Mario, en tant que meneur du groupe, devait s’attendre à des coups bas. Malheureusement, ils s’est laissé abattre moralement sans considérer la charge qui était la sienne c’est-à-­dire, la vie de l’orchestre et de ses membres.

Visa : Sosoliso et le Trio Madjesi étaient à deux doigts de jouer à L’Olympia de Paris. Mais, la correspondance échangée entre l’orchestre et Bruno Coquatrix parvenait à Kinshasa à ceux qui ne juraient que sur la disparition du Trio Madjesi. A la chute de ce dernier et l’Olympia ayant capoté, on a embauché votre Chargé des Relations Publiques par un membre des fameux Trois Mousquetaires « connus de l’opinion comme vos bourreaux. Est-ce à dire que Sosoliso était trahi de l’intérieur ?
M.M.M. : Cela s’est passé ainsi, la personne que vous évoquez a bel et bien pris part à la destruction de l’orchestre Sosoliso.

Je le dis sans ambages : nos aînés sur la scène musicale en voulaient a mort à l’orchestre Sosoliso et au Trio Madjesi. Note groupe les dérangeait. C’est comme ça qu’ils avaient décidé de nous casser.

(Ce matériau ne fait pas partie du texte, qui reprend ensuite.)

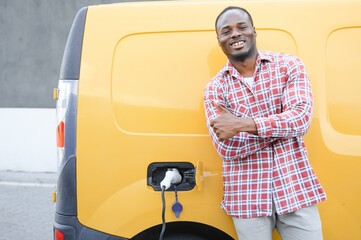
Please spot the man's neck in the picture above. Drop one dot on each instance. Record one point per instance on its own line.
(245, 67)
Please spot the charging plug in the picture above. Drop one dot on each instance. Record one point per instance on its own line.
(172, 176)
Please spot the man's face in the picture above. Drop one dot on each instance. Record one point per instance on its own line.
(236, 35)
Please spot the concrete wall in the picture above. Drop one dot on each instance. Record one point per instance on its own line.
(33, 36)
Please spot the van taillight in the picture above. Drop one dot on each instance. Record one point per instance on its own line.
(58, 235)
(60, 134)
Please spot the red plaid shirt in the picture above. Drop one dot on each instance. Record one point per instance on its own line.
(272, 166)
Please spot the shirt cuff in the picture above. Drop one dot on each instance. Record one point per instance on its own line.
(264, 127)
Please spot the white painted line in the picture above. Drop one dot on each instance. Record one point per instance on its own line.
(27, 184)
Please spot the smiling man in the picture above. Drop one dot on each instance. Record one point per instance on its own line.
(258, 107)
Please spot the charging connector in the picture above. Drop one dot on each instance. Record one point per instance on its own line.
(172, 176)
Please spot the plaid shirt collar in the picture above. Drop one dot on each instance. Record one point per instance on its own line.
(262, 56)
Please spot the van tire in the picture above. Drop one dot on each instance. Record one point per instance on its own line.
(184, 236)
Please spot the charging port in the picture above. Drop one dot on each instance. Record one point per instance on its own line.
(157, 171)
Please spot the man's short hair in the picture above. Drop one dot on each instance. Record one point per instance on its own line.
(232, 8)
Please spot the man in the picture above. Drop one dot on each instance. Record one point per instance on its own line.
(258, 107)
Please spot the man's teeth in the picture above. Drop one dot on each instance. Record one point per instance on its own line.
(237, 44)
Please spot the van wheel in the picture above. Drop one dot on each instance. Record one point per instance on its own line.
(183, 236)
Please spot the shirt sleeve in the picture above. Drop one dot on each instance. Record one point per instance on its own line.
(240, 145)
(297, 104)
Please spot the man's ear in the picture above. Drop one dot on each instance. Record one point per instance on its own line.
(218, 41)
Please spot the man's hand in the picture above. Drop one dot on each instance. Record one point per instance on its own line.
(226, 125)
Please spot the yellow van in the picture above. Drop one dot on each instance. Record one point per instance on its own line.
(130, 109)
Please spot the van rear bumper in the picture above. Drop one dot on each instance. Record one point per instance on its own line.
(72, 229)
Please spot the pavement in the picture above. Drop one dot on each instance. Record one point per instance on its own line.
(26, 207)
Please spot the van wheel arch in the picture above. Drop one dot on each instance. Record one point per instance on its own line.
(183, 231)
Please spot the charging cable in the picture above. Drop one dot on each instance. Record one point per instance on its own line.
(172, 176)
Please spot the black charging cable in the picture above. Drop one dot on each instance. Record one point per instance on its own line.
(163, 215)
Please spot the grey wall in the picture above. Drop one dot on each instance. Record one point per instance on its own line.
(33, 34)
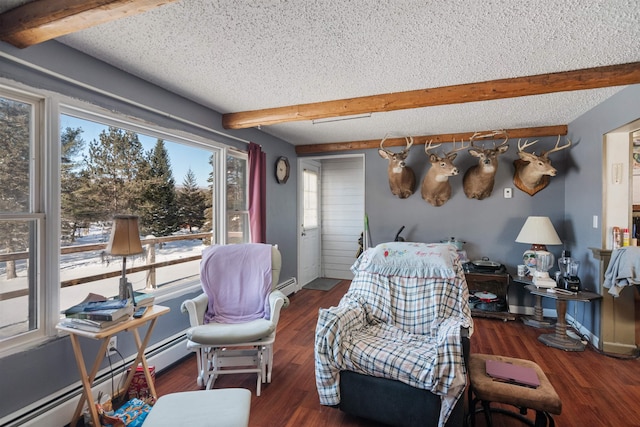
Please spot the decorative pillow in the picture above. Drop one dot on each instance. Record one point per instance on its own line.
(409, 259)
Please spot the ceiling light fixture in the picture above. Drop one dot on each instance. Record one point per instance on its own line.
(341, 118)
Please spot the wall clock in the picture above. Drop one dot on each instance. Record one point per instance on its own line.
(282, 170)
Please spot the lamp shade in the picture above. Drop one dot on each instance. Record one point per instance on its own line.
(125, 238)
(538, 230)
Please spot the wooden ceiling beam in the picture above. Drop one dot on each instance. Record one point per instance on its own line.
(535, 132)
(43, 20)
(589, 78)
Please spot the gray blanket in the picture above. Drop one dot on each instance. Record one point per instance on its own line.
(623, 269)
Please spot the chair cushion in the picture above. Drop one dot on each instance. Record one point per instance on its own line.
(544, 398)
(225, 333)
(225, 407)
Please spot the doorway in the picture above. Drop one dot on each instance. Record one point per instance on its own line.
(328, 249)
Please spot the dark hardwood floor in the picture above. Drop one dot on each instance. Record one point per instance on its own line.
(596, 390)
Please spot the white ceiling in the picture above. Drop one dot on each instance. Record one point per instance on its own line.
(244, 55)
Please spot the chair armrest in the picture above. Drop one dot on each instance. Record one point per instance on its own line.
(334, 325)
(196, 308)
(277, 300)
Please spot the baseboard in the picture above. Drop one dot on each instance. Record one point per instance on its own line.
(57, 410)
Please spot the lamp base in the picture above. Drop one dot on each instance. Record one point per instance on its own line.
(542, 280)
(125, 290)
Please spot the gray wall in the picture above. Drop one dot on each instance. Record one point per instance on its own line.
(31, 375)
(489, 226)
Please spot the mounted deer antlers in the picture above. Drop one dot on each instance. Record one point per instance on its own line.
(479, 179)
(402, 180)
(532, 172)
(435, 185)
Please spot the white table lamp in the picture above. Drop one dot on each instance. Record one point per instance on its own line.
(538, 231)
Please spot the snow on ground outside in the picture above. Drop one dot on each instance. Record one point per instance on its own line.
(14, 312)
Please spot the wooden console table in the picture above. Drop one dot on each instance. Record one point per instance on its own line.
(132, 325)
(560, 339)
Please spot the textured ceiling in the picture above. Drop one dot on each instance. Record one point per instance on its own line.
(246, 55)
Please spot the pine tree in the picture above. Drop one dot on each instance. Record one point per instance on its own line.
(112, 167)
(15, 162)
(159, 208)
(74, 212)
(191, 200)
(209, 213)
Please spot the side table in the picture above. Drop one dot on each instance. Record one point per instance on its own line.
(537, 320)
(131, 325)
(560, 339)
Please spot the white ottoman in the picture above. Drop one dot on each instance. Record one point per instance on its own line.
(220, 407)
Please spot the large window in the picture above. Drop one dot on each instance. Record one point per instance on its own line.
(21, 216)
(102, 165)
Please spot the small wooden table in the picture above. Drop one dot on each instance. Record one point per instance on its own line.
(132, 325)
(560, 339)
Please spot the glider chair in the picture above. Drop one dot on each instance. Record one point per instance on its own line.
(233, 323)
(394, 349)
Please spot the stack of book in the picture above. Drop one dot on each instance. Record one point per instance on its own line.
(94, 316)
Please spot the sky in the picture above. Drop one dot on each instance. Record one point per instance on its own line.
(182, 156)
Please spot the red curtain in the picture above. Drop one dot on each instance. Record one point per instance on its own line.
(257, 194)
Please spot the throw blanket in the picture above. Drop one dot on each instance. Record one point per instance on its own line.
(237, 281)
(401, 327)
(623, 269)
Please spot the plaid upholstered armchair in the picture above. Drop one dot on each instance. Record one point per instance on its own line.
(392, 350)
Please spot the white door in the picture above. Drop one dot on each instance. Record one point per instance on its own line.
(309, 221)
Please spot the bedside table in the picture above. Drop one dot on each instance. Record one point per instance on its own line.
(496, 283)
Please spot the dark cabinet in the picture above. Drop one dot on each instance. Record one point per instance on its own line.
(493, 283)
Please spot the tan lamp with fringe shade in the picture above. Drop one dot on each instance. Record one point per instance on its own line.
(539, 232)
(124, 242)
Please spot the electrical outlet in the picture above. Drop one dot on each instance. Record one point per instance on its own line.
(112, 346)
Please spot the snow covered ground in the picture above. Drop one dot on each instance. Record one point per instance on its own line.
(14, 312)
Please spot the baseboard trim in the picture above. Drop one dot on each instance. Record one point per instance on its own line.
(57, 409)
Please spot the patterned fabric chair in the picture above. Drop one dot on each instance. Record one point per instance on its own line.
(399, 326)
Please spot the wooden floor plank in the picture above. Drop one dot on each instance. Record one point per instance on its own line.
(595, 389)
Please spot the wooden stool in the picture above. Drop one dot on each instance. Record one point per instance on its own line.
(227, 407)
(544, 399)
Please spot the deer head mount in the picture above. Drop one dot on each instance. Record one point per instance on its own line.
(402, 180)
(435, 185)
(479, 179)
(532, 172)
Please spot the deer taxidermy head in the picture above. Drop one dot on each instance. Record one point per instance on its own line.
(479, 179)
(402, 180)
(435, 185)
(532, 173)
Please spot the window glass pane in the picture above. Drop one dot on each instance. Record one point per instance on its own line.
(108, 170)
(18, 294)
(237, 199)
(236, 183)
(15, 155)
(310, 194)
(237, 227)
(18, 245)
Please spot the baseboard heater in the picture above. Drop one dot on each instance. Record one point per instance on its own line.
(57, 409)
(289, 286)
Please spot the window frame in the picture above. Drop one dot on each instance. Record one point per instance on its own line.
(47, 193)
(36, 212)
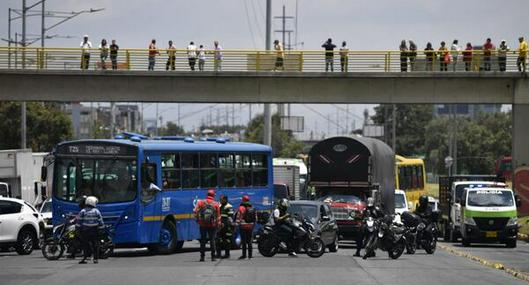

Visa : Votre mot de la fin ?
M.M.M. : Je suis très heureux de retrouver Bana OK en grande forme. Je l’avais vu sur les DVD des 50 ans de carrière du président Lutumba. Mais, les musiciens ont atteint un niveau plus élevé encore. Il y a un grand changement, ils sont au top.

Je les félicite et les remercie en même temps. Grand merci, merci de tout cœur aux fans, à tous ceux qui continuent de soutenir Bana OK et le président Lutumba.